Class is permanent. Coaching should be temporary.

There are many excellent coaches in the business world and a great deal of progress is made every day in coaching sessions. The stark truth is that many coaching relationships last far too long. It is my belief (and practice) that within 5 sessions, the issue at hand, the issue for which the coaching relationship was started, can be resolved.

I’ve built my beliefs and approaches over a period of twenty years of coaching, initially with mid-management and for the last ten years with senior executives in large, international businesses. As a senior exec in a global firm myself, I was assigned coaches myself, both as part of a ‘hi-pot’ scheme and an executive development programme. Most recently the Chairman of one of the largest firms in the world asked me to coach a group of around thirty developing European executives (I did say it was a big firm) with potential to take on very significant roles. My point is that I feel reasonably well qualified to have a opinion on the topic.

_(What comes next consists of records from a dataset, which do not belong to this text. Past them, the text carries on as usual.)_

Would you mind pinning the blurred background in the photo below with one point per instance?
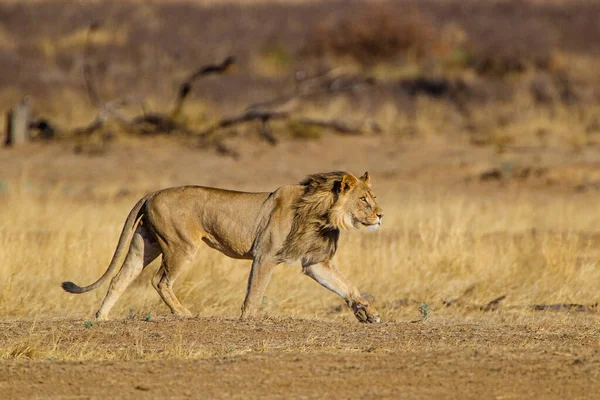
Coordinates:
(478, 120)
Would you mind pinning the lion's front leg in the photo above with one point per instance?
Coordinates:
(329, 276)
(257, 284)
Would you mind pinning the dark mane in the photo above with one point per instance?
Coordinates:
(312, 237)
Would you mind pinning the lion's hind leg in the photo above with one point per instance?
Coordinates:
(171, 268)
(142, 251)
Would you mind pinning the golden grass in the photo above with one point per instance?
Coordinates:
(435, 245)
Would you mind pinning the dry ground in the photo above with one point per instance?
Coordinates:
(449, 244)
(503, 356)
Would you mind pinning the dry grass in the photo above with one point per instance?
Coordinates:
(435, 246)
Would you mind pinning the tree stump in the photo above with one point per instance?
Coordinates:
(17, 123)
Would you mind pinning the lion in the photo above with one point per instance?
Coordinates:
(294, 223)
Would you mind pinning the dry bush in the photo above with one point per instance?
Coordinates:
(374, 33)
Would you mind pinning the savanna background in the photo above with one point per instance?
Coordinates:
(478, 121)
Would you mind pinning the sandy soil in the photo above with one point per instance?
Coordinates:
(472, 357)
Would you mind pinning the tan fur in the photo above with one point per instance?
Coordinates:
(293, 223)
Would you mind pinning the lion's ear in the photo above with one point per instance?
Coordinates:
(366, 178)
(348, 182)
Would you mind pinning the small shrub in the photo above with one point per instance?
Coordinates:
(374, 33)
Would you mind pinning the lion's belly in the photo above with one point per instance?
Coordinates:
(232, 249)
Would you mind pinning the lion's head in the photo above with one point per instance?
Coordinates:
(356, 205)
(331, 202)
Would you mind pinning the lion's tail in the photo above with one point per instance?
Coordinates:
(131, 223)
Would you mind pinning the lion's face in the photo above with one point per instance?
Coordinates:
(356, 206)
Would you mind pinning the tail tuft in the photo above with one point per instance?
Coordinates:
(72, 288)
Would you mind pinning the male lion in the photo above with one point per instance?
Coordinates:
(294, 223)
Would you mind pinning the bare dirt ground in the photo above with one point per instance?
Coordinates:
(501, 357)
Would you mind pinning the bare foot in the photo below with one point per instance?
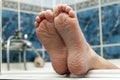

During my experience both as the coach and the coached, I am convinced that executives can become significantly more productive even when using standard coaching techniques.

Executives typically have a broad range of expertise they already bring to bear within their role, this may include a deep industry or functional knowledge; the ability to notice patterns and meaning that are not apparent to more junior staff, and expertise in seeing applicable approaches to different contexts. Taking this type of expertise into account makes a big difference to the coaching process.

In many cases the facilitated coaching process can be utilised to quickly support the Executive in discovering the answers to some classic problems, namely fundamental assumption problems and linkage problems.

The Executive will often have a well-developed model of their world. However, they may either have a basic assumption that is holding them back or their understanding about how two parts of their model interact is incomplete.

Because their model of understanding already exists, once the Executive interacts with a different construct they can very quickly to re-organise their thinking and drive new behaviours.

 So why then, do I  recommend a maximum of just five sessions? Simple, because Executives are problem solvers. They are more than capable of putting new behaviours into practice after a short period of coaching. Continuing to use a coach to ‘watch over you’ isn’t a good return on investment and can
weaken your own ability to self-monitor and improve.


The key to coaching is to understand the problem, understand how the problem is being approached, discover and select from alternative solutions and then build processes for self-monitoring.

The remaining work is all about building new abilities into the ‘muscle’ – to integrate the new model into daily work life. This takes practice. When researchers talk about taking thousands of hours to become world class, they make an important distinction between learning what to do and then practicing how to do it.

The ‘how to do it’ piece is crucial. Go ahead and immerse your Executives in a short, sharp exposure to a coach, and then let them put what they’ve learnt into practice.

Remember, they are smart enough to get on with the job without a babysitter.